Docudramas give audiences first-hand insight into intense, intimate moments of real people, disasters, and inspirational experiences.
Usually tagged with the keyline “based on a true story,” these films bring viewers on a plane bound for the Hudson with Sully himself, on the deck of an exploding oil derrick in the middle of the sea in Deepwater Horizon or on a harrowing quest to free Americans trapped overseas in Argo.
While often docudramas focus on one or two individuals to showcase the larger event, Ron Howard’s latest film goes extremely wide to highlight the epic scale of people coming together to help prevent a tragedy.
Thirteen Lives recreates the global effort to aid in the 2018 rescue of a boys’ soccer team trapped in the flooded Tham Luang cave in Thailand.
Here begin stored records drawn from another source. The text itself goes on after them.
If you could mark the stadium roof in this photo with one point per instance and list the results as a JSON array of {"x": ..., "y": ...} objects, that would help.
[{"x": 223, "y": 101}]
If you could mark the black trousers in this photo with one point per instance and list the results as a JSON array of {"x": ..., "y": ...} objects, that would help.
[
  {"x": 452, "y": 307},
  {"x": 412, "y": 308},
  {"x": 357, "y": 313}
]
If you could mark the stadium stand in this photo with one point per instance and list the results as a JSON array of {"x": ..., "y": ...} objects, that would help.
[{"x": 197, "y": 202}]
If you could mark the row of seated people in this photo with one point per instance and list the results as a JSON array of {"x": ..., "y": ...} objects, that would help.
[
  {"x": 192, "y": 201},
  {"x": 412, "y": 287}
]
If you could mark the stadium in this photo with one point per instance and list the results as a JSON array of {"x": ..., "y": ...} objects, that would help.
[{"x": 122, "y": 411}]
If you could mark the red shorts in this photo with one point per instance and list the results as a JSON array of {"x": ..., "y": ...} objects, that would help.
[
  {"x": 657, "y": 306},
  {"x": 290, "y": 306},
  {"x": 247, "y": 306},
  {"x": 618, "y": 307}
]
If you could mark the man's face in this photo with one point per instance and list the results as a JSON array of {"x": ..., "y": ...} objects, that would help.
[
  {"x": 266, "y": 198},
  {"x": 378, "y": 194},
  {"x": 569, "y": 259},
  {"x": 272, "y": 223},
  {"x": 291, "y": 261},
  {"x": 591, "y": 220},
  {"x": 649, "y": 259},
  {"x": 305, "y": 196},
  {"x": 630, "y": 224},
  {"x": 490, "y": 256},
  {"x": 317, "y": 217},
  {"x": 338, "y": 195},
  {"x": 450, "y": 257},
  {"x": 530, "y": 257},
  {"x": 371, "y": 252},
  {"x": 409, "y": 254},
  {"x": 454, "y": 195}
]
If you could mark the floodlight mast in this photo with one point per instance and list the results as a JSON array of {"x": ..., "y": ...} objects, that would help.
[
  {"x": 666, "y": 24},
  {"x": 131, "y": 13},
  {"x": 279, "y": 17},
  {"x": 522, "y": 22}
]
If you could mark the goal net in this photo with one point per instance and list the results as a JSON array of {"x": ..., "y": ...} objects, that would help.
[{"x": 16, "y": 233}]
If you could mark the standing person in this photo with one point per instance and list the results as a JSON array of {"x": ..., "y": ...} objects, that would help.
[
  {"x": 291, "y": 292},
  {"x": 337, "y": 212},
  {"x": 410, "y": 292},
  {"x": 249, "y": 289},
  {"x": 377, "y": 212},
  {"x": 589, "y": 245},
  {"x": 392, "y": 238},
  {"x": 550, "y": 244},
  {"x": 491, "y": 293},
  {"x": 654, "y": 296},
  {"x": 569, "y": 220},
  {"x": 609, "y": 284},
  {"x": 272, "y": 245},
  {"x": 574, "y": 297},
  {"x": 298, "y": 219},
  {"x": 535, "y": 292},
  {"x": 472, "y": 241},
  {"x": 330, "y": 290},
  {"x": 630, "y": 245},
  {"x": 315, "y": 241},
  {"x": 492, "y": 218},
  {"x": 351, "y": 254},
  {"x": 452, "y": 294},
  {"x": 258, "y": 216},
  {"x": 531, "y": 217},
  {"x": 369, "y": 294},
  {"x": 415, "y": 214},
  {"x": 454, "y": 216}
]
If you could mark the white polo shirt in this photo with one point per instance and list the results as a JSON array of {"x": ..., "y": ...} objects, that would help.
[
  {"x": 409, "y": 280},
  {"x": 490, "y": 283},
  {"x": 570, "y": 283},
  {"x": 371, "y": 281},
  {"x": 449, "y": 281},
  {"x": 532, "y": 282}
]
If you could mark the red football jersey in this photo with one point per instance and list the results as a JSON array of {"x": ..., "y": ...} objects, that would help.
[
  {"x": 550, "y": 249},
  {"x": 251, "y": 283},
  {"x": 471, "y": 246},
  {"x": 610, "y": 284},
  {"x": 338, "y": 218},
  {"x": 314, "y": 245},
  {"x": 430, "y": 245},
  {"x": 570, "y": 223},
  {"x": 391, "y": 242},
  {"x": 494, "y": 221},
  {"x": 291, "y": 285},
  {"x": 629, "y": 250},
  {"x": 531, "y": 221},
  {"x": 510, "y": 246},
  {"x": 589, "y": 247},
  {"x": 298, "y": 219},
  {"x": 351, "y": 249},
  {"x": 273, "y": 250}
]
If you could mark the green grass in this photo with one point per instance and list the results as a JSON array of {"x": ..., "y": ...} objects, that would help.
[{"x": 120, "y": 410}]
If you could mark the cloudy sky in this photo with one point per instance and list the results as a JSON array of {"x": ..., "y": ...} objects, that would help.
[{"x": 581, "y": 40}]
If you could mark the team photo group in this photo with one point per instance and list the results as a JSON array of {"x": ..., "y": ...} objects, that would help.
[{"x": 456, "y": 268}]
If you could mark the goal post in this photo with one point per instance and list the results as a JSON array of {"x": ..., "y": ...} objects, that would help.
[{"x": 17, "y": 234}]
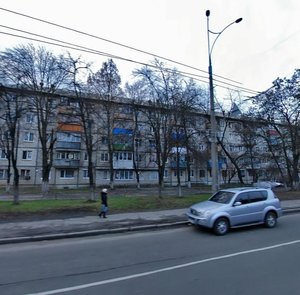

Working from a screenplay by William Nicholson, Howard’s film attacks the 18-day ordeal from a wide range of perspectives from the team themselves to their parents and Thai government officials to an international group of rescue divers.
The scale of the effort is demonstrably clear throughout as the cast of characters plus extras must be in the hundreds. Despite this fact, Howard consistently keeps audiences oriented and in the moment so that it never feels overwhelming and the film’s 147-minute running time gives the director enough space to flesh out characters in multiple arenas.
The drawback, however, is that in keeping things so wide open, it’s far easier to viewers to disengage from the story without a consistent character to identify with and endear to.
There aren’t many recognizable stars throughout the first third of Thirteen Lives, and while the story clips along at a decent rate, it isn’t until Colin Farrell and Viggo Mortensen appear as British rescue divers volunteering to aid in the search that any real appreciable character work happens.
Most of the problem is in the screenplay, where individualism is kept to a minimum to maintain a broad scope and the only memorable Thai characters are the boy who asks to go into the cave before his birthday celebration and the governor forced to stay on and take the fall if disaster strikes.
Even the international dive team, played by famous character actors like Farrell and Joel Edgerton and an Oscar nominee in Mortensen, don’t really have a compelling story arc and any nuance to their personalities takes a backseat to moving the story forward.
The rescue itself takes the largest chunk of Thirteen Lives and the cinematography orients audiences well in the visual geography of the cave as divers make their way to the boys. This is further aided by graphics along the way that track the team’s progress into the cave although it becomes somewhat unnecessary in the final stage of the film after the same graphic has appeared many times.
Audiences will definitely get a claustrophobic feeling at times thanks to the exceptional underwater cinematography from Sayombhu Mukdeeprom and the fantastic sound design that fully captures the horrifying audible terror of endless rushing water and the sinking feeling of drowning potential at any moment.
In fact, if there’s any Oscar potential at all for Thirteen Lives, it’s likely to come in the sound category where the mastery of the technical element truly enhances the narrative as well as the audience experience.
While Thirteen Lives enjoyed a limited release in theaters, it’s much better suited for its home watching experience on Amazon Prime, where it dropped last Friday. It’s a prime candidate for more episodic viewing in 20-30 minute chunks rather than all at once, where the scope feels a bit laboring.
Those who are particularly interested in the story will likely find last year’s exceptional documentary The Rescue from Oscar-winning directors Elizabeth Chai Vasarhelyi and Jimmy Chin to be far more compelling cinematically and from a narrative perspective, though Thirteen Lives is a well composed feature docudrama that will help supplement the larger experience.